While not universally popular, the measure is at least debated on its own merits, said Jim Smola, the president of the merged local. Before the merger, he said, it never would have been tried.
“We still have problems,” he admitted, “yet issues now stand on their own legs and don’t become political.”
Merger has yielded other benefits: Members’ involvement in their union has increased dramatically. Teachers like Ms. Vinyon, who were repelled by negativism, are now pitching in enthusiastically, unafraid of being tagged as a member of a group that could fall from favor.
Mr. Smola estimates that 800 teachers are taking part in union-sponsored activities, ranging from collecting for a local food panty to lobbying the legislature.
The local is affiliated with the AFL-CIO, as is the American Federation of Teachers, but not the National Education Association.

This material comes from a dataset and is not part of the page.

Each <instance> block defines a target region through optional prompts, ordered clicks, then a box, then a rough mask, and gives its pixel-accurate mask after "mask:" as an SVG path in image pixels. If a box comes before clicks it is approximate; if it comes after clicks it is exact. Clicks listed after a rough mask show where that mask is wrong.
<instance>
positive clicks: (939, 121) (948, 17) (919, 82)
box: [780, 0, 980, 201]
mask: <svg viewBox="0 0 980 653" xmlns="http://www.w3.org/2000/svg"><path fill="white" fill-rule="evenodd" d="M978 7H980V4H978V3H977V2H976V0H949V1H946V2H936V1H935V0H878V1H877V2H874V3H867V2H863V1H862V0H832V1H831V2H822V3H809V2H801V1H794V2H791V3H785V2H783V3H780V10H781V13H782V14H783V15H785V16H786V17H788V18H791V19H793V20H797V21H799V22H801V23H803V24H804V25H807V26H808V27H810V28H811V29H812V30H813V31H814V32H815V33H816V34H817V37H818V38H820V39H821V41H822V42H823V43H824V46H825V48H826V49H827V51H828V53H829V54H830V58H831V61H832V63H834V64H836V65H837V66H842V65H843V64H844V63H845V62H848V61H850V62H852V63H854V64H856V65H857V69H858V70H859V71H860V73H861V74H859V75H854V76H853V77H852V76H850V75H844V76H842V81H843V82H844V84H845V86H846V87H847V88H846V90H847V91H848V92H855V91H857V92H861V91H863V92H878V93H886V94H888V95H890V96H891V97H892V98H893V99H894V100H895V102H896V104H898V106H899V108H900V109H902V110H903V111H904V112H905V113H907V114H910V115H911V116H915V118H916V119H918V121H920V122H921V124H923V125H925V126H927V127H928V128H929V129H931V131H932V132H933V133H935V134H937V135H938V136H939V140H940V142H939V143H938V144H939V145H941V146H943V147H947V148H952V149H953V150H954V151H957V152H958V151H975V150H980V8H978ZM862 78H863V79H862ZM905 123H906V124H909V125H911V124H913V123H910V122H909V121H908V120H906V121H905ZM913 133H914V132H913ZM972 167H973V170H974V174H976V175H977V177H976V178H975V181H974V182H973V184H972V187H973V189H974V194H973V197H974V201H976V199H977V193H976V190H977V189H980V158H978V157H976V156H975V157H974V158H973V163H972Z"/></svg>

The local president is convinced that a merged organization can best serve the needs of younger teachers, who repeatedly ask for workshops to improve their teaching. “The federation has been strong on bargaining, and the MEA on training and resources,” he said. “What younger teachers want, a new organization will be able to provide.”
The View From Outside
Ms. Vinyon would like to see Education Minnesota, above all, devote its energies to helping its members learn about best practices and develop their professional knowledge.
She’s also outspoken in her hopes that the new organization won’t be bureaucratic and that it can reduce costs. Minnesota teachers now pay about $500 a year in combined local, state, and national dues. Federation members’ dues went up last fall under the new fee structure for Education Minnesota to cover the state-level cost of staff and legal expenses that previously were borne by local affiliates.
Outside of union circles, Minnesotans say the effect of a merged state teachers’ organization remains to be seen.
Richard J. Anderson, the executive director of the Minnesota School Boards Association, expressed hope that the merged union will focus its efforts on teaching and learning.
“If their focus is going to be backwards, in terms of following a previous pattern of adversarial bargaining,” he cautioned, “then the merger is going to be detrimental.”
The biggest job in public education today, argued Tom Nelson, the superintendent of the Buffalo, Minn., schools, is building relationships with the public.
“It’s in their hands,” Mr. Nelson said of the state presidents. “If they use it well, we’ll all make some headway. If they don’t, it will set us back even further.”